İlçe merkezine bağlı ve halen birkaç Ermeni ailenin bu engebeli yapı içinde yaşadığı köylere ulaşımı sağlayan basit köy yolları bulunmakta ise de, bu yöntemle söz konusu olan Manastıra ulaşmaya çalışmak gerçekten çok zordur ve herkes bu zorluğu aşmayı göze alamıyor. Çünkü köylere giden yolların sonunda araç ulaşımı da sona ermektedir. Bundan sorası ayrıca bir saati aşkın bir süreyle yaya yürüyüşü yapmak ve bu yürüyüş sonunda ancak Manastıra ulaşmak mümkün olmaktadır. Sason ilçe merkezini çevreleyen ve yaklaşık üç bin metre yükseklikte olan ve bu yüksekliği ile Güneydoğu Anadolu Bölgesinin hemen her noktasından buzul haline gelmiş karlı zirvesi görülen Mereto Dağı, bütün ihtişamıyla yöredeki dağlar arasında boy göstermektedir. Kom Manastırı da işte tam olarak Mereto Dağının karşısında bulunan başka bir yüksek dağın zirvesinde ve Sason Çayının karşı sahilinde yer almaktadır. 

Kom Manastırının bulunduğu zirvenin hemen dibinde Sason Çayı nın akıyor olması ve derin vadilerden süzülerek ovaya doğru yol alıyor olması bu yörede çok farklı bir güzelliğin ve doğa manzarasının ortaya çıkmasını sağlamaktadır. Yaz mevsiminde sıcaklığın 45 dereceye ulaştığı Türkiye nin en sıcak ili olan Batman kent merkezinden ayrılarak Kom Manastırının bulunduğu coğrafi alana gelindiğinde hava sıcaklığının birden bire 25-30 derece arasına kadar düştüğü görülmektedir. Kom Manastır da bulunduğu noktadan itibaren içinde yer aldığı serin atmosferin verdiği huzurla yaklaşık iki bin metreden bu vadiyi ve bu nefis doğa manzarasını seyrediyor olması gerçekten burada bulunan insanlara doyumsuz bir haz yaşatmaktadır. 

Kom Manastırı tarihi süreç içinde maruz kaldığı bütün doğa tahribatına rağmen halen büyük orandaki mimarı yapısını sağlam olarak korumakta ve bu halde içinde bulunduğu görünüme rağmen yılın dört mevsiminde zor da olsa ziyaretçilerini ağırlamaya devam etmektedir.
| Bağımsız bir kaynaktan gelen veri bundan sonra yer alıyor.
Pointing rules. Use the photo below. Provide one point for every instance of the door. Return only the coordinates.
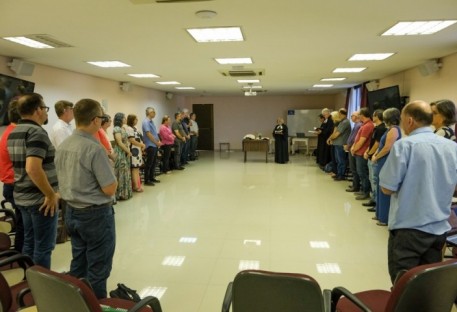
(204, 119)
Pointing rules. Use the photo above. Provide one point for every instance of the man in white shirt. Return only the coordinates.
(62, 129)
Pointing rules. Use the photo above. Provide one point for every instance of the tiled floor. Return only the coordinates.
(186, 238)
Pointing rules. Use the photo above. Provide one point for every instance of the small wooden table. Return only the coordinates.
(255, 146)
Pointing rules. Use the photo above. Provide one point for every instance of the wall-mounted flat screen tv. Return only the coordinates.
(384, 98)
(9, 88)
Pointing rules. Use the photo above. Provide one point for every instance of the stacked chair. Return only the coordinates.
(54, 291)
(426, 288)
(264, 291)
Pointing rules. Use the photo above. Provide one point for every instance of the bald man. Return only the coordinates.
(420, 174)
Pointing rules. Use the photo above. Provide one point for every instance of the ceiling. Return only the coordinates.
(295, 42)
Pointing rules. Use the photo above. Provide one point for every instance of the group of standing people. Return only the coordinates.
(77, 170)
(405, 164)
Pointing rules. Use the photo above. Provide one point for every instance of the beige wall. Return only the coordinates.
(56, 84)
(236, 116)
(440, 85)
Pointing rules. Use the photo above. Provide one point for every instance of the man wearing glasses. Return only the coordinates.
(87, 185)
(35, 187)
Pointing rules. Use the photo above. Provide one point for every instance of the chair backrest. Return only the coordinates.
(431, 287)
(5, 295)
(255, 291)
(60, 292)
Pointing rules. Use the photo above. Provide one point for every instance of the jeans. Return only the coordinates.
(40, 233)
(19, 226)
(185, 151)
(166, 157)
(177, 153)
(193, 146)
(93, 240)
(373, 176)
(355, 176)
(151, 163)
(340, 156)
(362, 170)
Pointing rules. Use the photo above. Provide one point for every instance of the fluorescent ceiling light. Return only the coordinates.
(333, 79)
(417, 28)
(233, 61)
(144, 75)
(328, 268)
(168, 82)
(252, 87)
(109, 64)
(173, 260)
(29, 42)
(249, 81)
(349, 70)
(319, 245)
(188, 240)
(217, 34)
(249, 265)
(370, 56)
(322, 86)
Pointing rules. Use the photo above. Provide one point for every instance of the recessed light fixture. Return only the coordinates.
(417, 28)
(322, 86)
(370, 56)
(248, 81)
(216, 34)
(205, 14)
(144, 75)
(234, 61)
(333, 79)
(252, 87)
(109, 64)
(168, 82)
(29, 42)
(173, 260)
(349, 70)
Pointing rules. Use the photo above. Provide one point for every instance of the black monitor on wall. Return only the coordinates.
(9, 88)
(384, 98)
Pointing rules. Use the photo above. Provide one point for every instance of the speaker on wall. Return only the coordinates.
(429, 67)
(21, 67)
(125, 86)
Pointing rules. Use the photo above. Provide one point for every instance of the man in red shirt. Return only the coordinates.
(7, 174)
(361, 144)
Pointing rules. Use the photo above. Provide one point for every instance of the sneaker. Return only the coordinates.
(363, 197)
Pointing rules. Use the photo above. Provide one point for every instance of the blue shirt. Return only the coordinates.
(422, 171)
(148, 126)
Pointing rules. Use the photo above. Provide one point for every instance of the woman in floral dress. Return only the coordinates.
(122, 163)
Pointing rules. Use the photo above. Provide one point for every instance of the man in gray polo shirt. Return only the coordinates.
(87, 185)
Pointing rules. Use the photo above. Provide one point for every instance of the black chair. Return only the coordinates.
(426, 288)
(263, 291)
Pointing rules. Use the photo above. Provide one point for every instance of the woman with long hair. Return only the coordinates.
(122, 163)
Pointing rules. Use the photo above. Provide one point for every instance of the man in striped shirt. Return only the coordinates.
(35, 186)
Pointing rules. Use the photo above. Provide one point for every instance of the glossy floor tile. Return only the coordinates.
(184, 239)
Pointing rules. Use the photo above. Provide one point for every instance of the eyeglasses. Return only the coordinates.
(101, 117)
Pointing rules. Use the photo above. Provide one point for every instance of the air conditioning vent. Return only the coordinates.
(243, 73)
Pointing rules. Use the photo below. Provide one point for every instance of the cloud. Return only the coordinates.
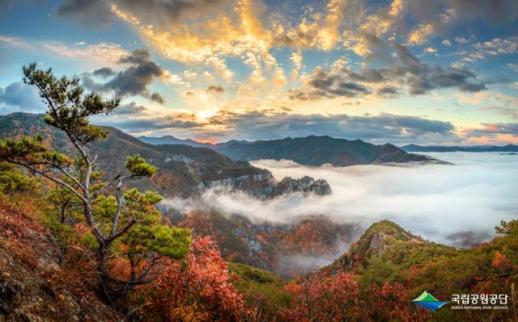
(405, 71)
(468, 238)
(87, 12)
(474, 194)
(157, 12)
(139, 73)
(494, 129)
(131, 109)
(104, 72)
(157, 98)
(18, 97)
(98, 54)
(380, 129)
(215, 89)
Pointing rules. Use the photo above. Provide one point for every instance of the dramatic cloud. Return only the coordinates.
(442, 203)
(383, 128)
(215, 89)
(404, 69)
(18, 97)
(148, 122)
(158, 12)
(104, 72)
(494, 130)
(88, 12)
(102, 53)
(134, 80)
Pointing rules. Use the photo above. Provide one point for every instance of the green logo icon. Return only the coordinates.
(428, 301)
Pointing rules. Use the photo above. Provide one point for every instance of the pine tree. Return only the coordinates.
(125, 224)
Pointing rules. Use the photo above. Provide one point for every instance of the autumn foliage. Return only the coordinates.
(323, 298)
(198, 290)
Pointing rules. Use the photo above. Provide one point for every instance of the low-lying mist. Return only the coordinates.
(456, 204)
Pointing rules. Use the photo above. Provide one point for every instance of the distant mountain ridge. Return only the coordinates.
(468, 148)
(183, 170)
(319, 150)
(311, 150)
(169, 139)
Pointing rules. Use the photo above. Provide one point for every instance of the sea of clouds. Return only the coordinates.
(456, 204)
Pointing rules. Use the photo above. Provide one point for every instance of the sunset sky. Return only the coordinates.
(403, 71)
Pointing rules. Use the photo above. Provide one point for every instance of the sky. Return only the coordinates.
(402, 71)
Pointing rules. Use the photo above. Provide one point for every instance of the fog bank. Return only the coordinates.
(454, 204)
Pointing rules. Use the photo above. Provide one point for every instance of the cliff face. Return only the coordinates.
(34, 286)
(183, 170)
(319, 150)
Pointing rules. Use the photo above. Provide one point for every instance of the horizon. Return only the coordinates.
(277, 139)
(442, 73)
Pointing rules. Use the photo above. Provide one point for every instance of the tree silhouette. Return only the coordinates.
(123, 223)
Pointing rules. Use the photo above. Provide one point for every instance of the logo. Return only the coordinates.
(428, 301)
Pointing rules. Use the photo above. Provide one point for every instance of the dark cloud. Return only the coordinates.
(104, 72)
(387, 91)
(378, 129)
(156, 12)
(129, 109)
(140, 72)
(134, 124)
(88, 12)
(134, 80)
(215, 89)
(157, 98)
(137, 57)
(405, 72)
(18, 97)
(329, 84)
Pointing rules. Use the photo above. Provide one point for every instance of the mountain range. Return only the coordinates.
(469, 148)
(183, 170)
(310, 151)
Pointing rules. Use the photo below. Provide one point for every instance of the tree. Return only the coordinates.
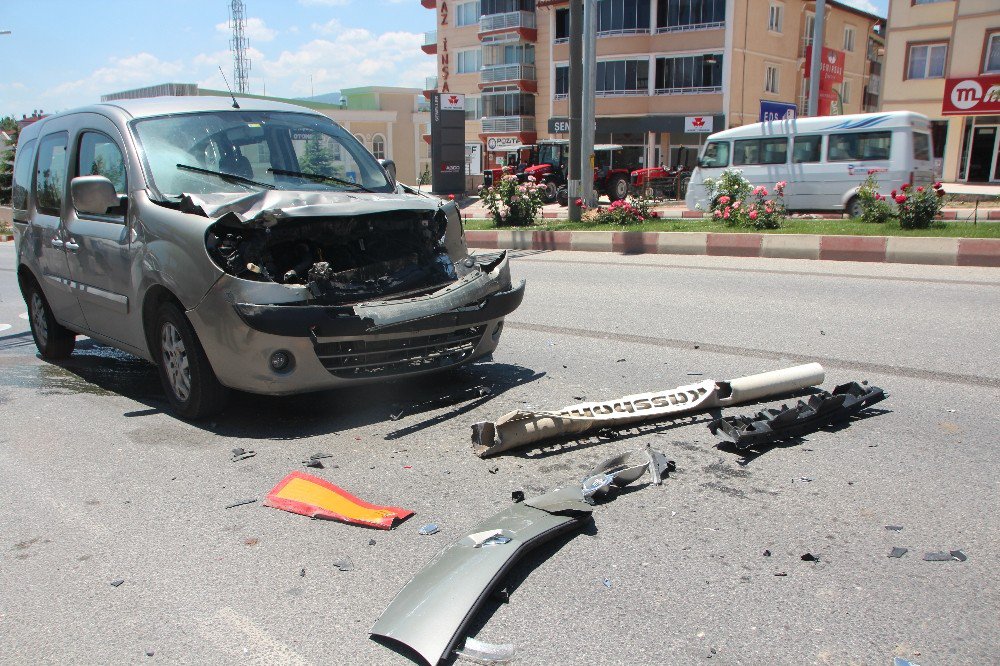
(9, 126)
Ulaşımı zor olsa bile ziyaretçiler her türlü zorluğu göze alarak manastırı görmeye geliyorlar. Kısmen yıkık durumda olan Kom Manastırının henüz yıkılmamış ve ayakta olan birçok sağlam bölümleri bulunmaktadır. Özellikle manastır başpapazının özel ikamet alanı ve bu bağlamdaki ayinlerin yönetildiği ve yapıldığı geniş salon yıkılmadan ayakta durmaktadır. Manastırın başpapazına ait olduğu söylenen söz konusu makamın üst katta olduğu ve başpapazın yardımcıları konumunda olan diğer keşişler için ayrılan yerlerin ise alt katta bulunduğu anlaşılmaktadır. 

Kom Manastırı içinde yaptığımız gezide Manastırda yıkılmayan ve bütünlüğünü koruyan yerlerin içinde toplantı ve konferanslar için yapılan geniş bir salonun da mevcut olduğunu gördük. Söz konusu ettiğimiz bu geniş salon manastırın devamı niteliğinde olan özel bir bölümde yer almaktadır. Ermenilerin yirminci yüzyılın başında ve daha öncesinden itibaren yoğun olarak yaşadıkları Sason ilçesinde o dönemlerde her yıl yapılan dini ve özel toplantılara çevredeki gayri Müslimlerde davet ediliyorlardı. Halktan edindiğimiz bilgilere göre, o dönemlerde sözü edilen manastırın salonunda ayın, toplantı ve ardından tiyatronun temel öğelerini bağrında saklayan seyirlik oyunlar gösterisinde bulunuyorlardı. Öyle ki Ermenilerin bu manastırda sergiledikleri sosyal ve kültürel etkinlikler ile ilgili gösterilerin şöhreti Hasankeyf, Midyat, Mardin ve Diyarbakır da yaşayan Hristiyan ve Ermeni cemaatleri arasında da duyularak sözü edilen bu kentlerden de Kom Manastırında sergilenen bu seyirlik oyunları izlemeye geliyorlardı ve yapılan toplantılara katılım sağlıyorlardı. 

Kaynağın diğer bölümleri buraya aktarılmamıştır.